I have done that but showing above error when i try to access websites. I am trying from Android ...


----------



## zim (Oct 2, 2013)

Apparently your home connection is attempting IPv6 First. And the error is PPP rejecting the protocol.

Did you start with a fresh iptable? Are you blocking any ports on the VPN?


----------



## fahad (Oct 2, 2013)

zim said:


> Apparently your home connection is attempting IPv6 First. And the error is PPP rejecting the protocol.
> 
> Did you start with a fresh iptable? Are you blocking any ports on the VPN?

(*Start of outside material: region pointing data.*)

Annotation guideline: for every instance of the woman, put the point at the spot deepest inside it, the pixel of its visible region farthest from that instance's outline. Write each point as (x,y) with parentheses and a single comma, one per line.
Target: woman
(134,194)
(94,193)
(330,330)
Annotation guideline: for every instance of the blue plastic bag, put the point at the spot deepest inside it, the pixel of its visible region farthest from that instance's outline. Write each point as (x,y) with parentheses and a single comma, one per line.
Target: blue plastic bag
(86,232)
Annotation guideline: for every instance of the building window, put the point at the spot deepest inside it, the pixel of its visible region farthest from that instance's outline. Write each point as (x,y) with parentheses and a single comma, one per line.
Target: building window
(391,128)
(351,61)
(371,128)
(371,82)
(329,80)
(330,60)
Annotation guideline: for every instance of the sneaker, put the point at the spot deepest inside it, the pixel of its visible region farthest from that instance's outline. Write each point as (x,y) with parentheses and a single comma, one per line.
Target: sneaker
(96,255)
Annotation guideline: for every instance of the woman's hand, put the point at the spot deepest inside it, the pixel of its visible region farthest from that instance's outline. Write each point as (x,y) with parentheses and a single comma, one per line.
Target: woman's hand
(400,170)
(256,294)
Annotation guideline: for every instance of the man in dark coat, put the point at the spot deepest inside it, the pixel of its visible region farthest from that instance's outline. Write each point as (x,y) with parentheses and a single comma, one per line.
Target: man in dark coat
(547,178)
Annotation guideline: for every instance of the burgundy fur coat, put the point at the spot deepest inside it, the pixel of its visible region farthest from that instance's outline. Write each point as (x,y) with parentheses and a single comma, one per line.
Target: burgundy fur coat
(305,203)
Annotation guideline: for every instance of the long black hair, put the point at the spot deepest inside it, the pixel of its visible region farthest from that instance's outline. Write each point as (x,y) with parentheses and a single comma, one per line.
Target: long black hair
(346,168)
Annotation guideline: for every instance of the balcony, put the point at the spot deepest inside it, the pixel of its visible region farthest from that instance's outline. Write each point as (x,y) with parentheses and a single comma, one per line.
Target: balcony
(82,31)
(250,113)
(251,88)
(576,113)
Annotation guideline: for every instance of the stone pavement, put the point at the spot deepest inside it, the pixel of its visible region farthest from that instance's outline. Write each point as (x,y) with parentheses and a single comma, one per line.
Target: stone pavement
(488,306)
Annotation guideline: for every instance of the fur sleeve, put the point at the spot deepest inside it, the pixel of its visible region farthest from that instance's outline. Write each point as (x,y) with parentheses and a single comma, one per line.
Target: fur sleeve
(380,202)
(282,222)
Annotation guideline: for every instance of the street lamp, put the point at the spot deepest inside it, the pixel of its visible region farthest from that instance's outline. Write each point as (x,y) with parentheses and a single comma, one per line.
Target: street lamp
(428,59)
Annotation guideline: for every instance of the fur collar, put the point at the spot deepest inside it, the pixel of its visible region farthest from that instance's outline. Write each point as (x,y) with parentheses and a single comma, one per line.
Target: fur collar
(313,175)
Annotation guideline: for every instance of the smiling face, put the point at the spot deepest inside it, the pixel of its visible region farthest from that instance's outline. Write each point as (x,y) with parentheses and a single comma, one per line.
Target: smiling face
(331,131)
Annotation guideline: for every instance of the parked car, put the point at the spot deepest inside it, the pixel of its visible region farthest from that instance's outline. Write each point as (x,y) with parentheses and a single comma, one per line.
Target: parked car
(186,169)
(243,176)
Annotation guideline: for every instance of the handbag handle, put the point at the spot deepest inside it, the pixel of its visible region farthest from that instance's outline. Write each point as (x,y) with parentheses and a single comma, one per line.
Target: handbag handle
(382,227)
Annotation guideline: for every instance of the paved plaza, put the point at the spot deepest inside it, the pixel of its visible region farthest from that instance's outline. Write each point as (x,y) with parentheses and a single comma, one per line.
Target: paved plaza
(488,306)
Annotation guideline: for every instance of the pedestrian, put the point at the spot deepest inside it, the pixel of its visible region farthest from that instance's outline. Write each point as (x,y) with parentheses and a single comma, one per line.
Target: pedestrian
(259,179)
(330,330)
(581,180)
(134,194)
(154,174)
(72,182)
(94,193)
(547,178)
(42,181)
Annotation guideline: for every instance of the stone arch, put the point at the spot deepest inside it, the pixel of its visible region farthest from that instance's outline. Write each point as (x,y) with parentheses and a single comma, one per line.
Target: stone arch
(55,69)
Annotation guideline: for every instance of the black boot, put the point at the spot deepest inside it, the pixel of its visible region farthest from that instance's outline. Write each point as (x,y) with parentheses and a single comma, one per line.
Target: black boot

I have no idea about that ....  please explain how to know that ...


----------



## fahad (Oct 2, 2013)

Solution is:
 


#refuse-pap
#refuse-chap
#refuse-mschap
# Require the peer to authenticate itself using MS-CHAPv2 [Microsoft
# Challenge Handshake Authentication Protocol, Version 2] authentication.
#require-mschap-v2
# Require MPPE 128-bit encryption
# (note that MPPE requires the use of MSCHAP-V2 during authentication)
#require-mppe-128
# }}}
And no user/pass . So open VPN access ..  Only problem occurs by mppe


----------



## fahad (Oct 2, 2013)

Ok , I got the solution.

just give a # before require-mppe-128


----------